Establishing clear payment terms is one of the easiest steps on the road to getting paid on time and getting paid promptly might be harder than you think.
Across the UK, nearly 40 per cent of all invoices sent out by companies were paid late, leaving businesses with an average of £34,286 missing from their accounts.
It’s not just your account balance that suffers from late payment of invoices. Recent survey data has indicated that:
Late payments caused 25 percent of businesses to be unable to hire vital new talent.
Around 23 percent of business owners were unable to buy new equipment due to cash flow issues caused by unpaid invoices.
Unpaid invoices caused 20% of small business owners to cut back on their marketing efforts due to a lack of capital, slowing the growth of their business.
A huge 79 percent of small business owners cut their pay in response to unpaid invoices, rather than incur late fees by not paying their suppliers, rent, or utilities.
While clear and well thought out payment terms aren’t magically going to solve the issue of the £50 billion in unpaid invoices that UK businesses have to chase every day, it is one factor in implementing effective credit control.
If you don’t currently have a clear set of invoice payment terms in place, we’ll be showing you what they are, why they can help you get paid on time, and how to improve your payment terms.
What exactly are invoice payment terms?
Invoice payment terms, often shortened to payment terms, are instructions on how and when you want to get paid for your goods or services.
They form part of the contract you sign with your customer and set out, in detail, your payment details, your preferred payment method and how long the customer has to pay your invoice.
That last part is vital as it can have a huge impact on your business’s cash flow.
Are there standard payment terms?
There are no mandated or specific payment terms you have to abide by.
In the UK, the usual payment window is 30-days and GBP is the primary currency.
In the EU, especially in Scandinavia, there is a trend for shorter, 14-day payment terms, while in the U.S 60 or even 80-day payment windows are not unheard of.
Outside of the UK, most international businesses are happiest to trade in USD.
What do Net, PIA, POD, EOM and MFI mean?
The payment window included in some invoice payment terms is often shortened to an acronym. Some of the most common are:
Net - Often followed by a number, such as Net 30, this indicates the number of days, after the delivery of goods or services, that the customer has to make payment.
PIA - This means payment in advance and indicates that payment will be provided before the goods or services are delivered.
POD -Payment on delivery indicates that the invoiced amount should be paid as soon as the goods or services are delivered.
EOM - This means end of month and indicates that payment should be made on or before the end of the month.
MFI - This is normally preceded by a date, such as 15 MFI, and indicates that the payment should be made not later than the 15th of the month following the invoice.
What should my payment terms include?
Your unique payment terms will likely reflect the specifics of your business, but there are a few things that every set of payment term should outline:
Your payment date - While the standard payment window is 30-days after the receipt of the invoice, you can choose to alter that window. Since most invoices are paid late, you might choose to shorten that window to 14-days. Shortening your payment window will likely mean more invoices are paid late, but you might actually still get paid faster than putting in a 30-day window.

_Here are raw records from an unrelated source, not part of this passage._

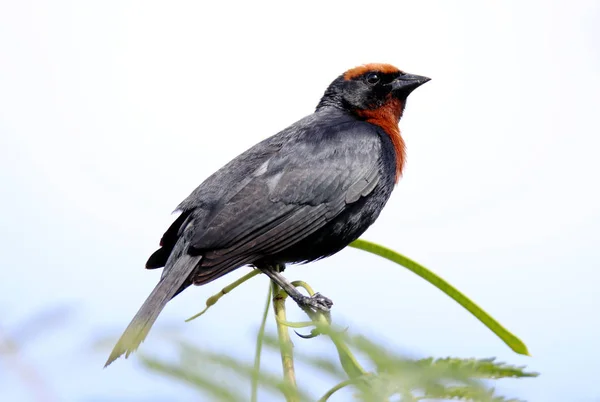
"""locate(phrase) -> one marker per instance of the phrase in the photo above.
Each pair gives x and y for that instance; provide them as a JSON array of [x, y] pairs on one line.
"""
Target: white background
[[112, 112]]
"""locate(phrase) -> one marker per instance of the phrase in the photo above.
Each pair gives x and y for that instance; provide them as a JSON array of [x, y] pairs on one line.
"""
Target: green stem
[[285, 344], [509, 339], [215, 298], [259, 342]]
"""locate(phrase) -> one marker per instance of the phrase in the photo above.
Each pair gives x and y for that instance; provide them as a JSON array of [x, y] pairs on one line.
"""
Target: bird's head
[[370, 87], [375, 93]]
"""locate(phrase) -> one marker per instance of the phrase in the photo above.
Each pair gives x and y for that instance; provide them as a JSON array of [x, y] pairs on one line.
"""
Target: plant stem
[[259, 342], [285, 344]]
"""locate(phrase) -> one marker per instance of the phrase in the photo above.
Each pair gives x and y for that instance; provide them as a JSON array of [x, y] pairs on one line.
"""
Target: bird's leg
[[317, 301]]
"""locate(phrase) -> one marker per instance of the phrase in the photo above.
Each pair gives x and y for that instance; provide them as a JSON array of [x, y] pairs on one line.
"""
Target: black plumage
[[300, 195]]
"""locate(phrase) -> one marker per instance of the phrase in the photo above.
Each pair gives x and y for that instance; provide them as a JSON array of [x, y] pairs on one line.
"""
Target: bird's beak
[[406, 83]]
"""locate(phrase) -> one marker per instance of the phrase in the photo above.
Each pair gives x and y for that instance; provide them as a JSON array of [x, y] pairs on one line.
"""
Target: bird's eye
[[372, 78]]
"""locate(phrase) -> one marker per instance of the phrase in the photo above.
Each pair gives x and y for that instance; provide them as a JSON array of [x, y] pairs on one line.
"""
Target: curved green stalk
[[259, 342], [509, 339], [215, 298]]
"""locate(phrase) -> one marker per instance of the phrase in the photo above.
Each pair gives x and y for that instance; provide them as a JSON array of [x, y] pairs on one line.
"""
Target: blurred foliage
[[14, 341], [395, 377]]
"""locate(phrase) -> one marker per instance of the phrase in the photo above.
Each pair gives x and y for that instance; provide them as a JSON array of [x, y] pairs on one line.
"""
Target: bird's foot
[[317, 302]]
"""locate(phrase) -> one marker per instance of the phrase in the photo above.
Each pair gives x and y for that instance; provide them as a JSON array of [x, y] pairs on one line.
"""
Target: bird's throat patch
[[387, 117]]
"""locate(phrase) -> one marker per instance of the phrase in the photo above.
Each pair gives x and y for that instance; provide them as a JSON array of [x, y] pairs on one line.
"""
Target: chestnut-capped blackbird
[[298, 196]]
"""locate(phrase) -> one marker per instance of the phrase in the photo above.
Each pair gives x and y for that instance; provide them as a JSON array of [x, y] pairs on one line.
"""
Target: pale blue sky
[[112, 112]]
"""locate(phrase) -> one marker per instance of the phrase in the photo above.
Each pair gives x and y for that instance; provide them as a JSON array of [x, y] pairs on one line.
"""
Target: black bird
[[298, 196]]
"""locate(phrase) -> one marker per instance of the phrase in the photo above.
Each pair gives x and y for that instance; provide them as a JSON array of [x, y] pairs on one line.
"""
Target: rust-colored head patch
[[365, 68], [387, 117]]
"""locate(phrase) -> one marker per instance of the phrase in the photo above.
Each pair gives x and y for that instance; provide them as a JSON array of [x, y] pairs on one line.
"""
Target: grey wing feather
[[292, 193]]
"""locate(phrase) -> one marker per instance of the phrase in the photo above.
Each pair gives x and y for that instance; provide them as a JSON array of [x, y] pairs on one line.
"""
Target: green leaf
[[509, 339]]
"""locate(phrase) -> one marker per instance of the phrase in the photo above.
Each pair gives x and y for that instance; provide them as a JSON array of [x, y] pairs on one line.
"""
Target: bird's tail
[[164, 291]]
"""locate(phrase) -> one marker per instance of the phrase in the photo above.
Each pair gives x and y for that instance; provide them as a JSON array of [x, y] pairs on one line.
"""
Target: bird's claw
[[317, 302]]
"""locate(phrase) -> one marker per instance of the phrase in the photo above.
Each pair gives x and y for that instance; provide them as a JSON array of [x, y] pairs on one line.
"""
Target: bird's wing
[[293, 193]]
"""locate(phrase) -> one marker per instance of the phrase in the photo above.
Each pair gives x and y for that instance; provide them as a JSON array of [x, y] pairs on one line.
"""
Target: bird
[[298, 196]]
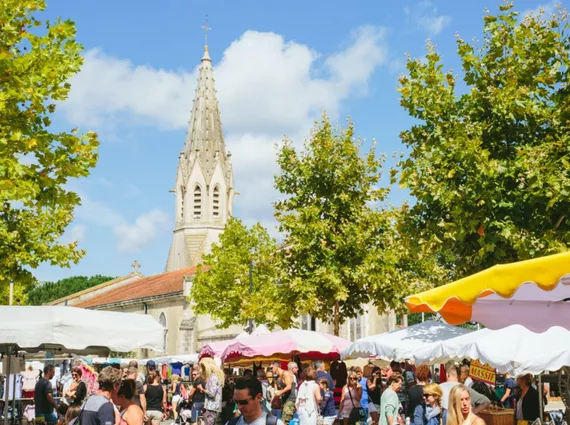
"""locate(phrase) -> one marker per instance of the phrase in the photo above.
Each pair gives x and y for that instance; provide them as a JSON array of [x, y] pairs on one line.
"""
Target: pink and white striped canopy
[[283, 344]]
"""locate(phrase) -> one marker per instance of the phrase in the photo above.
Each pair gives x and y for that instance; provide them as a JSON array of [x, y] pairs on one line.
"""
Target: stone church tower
[[204, 180]]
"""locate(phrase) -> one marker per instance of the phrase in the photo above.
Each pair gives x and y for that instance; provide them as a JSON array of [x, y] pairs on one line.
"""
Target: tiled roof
[[151, 286], [94, 288]]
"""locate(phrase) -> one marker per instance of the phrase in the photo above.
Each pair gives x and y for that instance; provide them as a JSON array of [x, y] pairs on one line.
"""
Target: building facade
[[204, 194]]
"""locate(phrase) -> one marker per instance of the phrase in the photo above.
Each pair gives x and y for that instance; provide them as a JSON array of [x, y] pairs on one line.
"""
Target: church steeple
[[204, 136], [204, 181]]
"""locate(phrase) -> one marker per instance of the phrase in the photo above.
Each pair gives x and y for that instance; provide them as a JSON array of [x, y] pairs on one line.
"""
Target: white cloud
[[77, 233], [129, 237], [132, 237], [546, 8], [267, 87], [425, 16]]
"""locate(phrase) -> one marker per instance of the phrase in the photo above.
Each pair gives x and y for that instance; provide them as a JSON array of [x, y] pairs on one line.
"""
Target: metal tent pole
[[7, 385], [540, 398]]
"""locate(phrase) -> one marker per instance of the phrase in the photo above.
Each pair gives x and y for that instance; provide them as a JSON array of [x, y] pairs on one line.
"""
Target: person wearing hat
[[142, 380]]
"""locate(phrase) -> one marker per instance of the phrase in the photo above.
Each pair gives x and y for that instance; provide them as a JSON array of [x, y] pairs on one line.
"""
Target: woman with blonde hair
[[214, 378], [350, 398], [430, 411], [460, 408], [175, 390]]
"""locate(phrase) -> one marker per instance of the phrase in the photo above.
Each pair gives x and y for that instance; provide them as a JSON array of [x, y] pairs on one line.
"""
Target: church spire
[[204, 138], [204, 179]]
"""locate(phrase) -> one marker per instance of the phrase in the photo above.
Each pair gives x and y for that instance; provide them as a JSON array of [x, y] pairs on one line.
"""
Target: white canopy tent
[[74, 331], [176, 358], [402, 343], [513, 349], [215, 349]]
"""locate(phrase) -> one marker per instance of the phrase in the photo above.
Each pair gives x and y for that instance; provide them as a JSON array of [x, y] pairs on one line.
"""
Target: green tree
[[36, 61], [489, 164], [338, 237], [51, 291], [221, 285]]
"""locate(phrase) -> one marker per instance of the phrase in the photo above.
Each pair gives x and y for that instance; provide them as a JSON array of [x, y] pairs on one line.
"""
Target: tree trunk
[[336, 322]]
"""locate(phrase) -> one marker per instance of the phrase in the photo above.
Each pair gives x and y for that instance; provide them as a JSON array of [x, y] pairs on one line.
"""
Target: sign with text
[[482, 372], [17, 365]]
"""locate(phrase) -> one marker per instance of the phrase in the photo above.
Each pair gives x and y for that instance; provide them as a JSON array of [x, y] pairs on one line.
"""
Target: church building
[[204, 195]]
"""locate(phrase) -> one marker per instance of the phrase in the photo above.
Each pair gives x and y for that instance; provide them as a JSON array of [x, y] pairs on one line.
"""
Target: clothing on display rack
[[19, 380], [367, 370], [339, 373], [29, 379]]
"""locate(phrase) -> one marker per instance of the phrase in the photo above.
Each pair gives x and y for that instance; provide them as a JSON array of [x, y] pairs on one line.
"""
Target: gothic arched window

Your payment details - This includes your account details and your preferred payment method. Having the widest possible range of payment options makes it more likely that you are going to get paid on time. That is why our Payment Portal supports transactions as well as credit and debit cards.
Your preferred currency - This one is rather situational, but if you do a lot of overseas trading, it can be useful for you to stipulate that you want to be paid in a certain major currency, like GBP or USD.
If you’re a small business owner, the sad reality is that a lot of your invoices are going to be paid late. Thankfully, there are steps you can take to mitigate the impact of late payments.
Having clear and highly visible payment terms in your contract gives your customers no wiggle room when it comes to paying you. Making it part of your contract means the customer has read, understood and has agreed to those terms in advance.
We always recommend that you include late payment fees as part of your payment terms to further incentivize your customers to pay on time.
How can I improve my payment terms?
Having clear payment terms is just one factor in implementing effective credit control. There are other steps you can take, including:
1. Automating your accounts receivables
Chaser’s innovative take on automation allows you to keep all the time and effort saving benefits of an automated system, without any of the blandness.
Our editable templates make sure all emails sound like it comes directly from you and is sent from your email address.
You can schedule multiple email reminders to send to different customers at different times and even have our platform send out automated ‘thank you’ emails when payment is received.
Chaser has helped our customers recoup 80 per cent of their outstanding invoices and get paid an average of 16-days faster.
2. Outsourcing your credit control
Effective credit control is effort-intensive and might take you away from focusing on growing your business. You might also not be in the position to hire a dedicated staff member to manage your accounts receivables.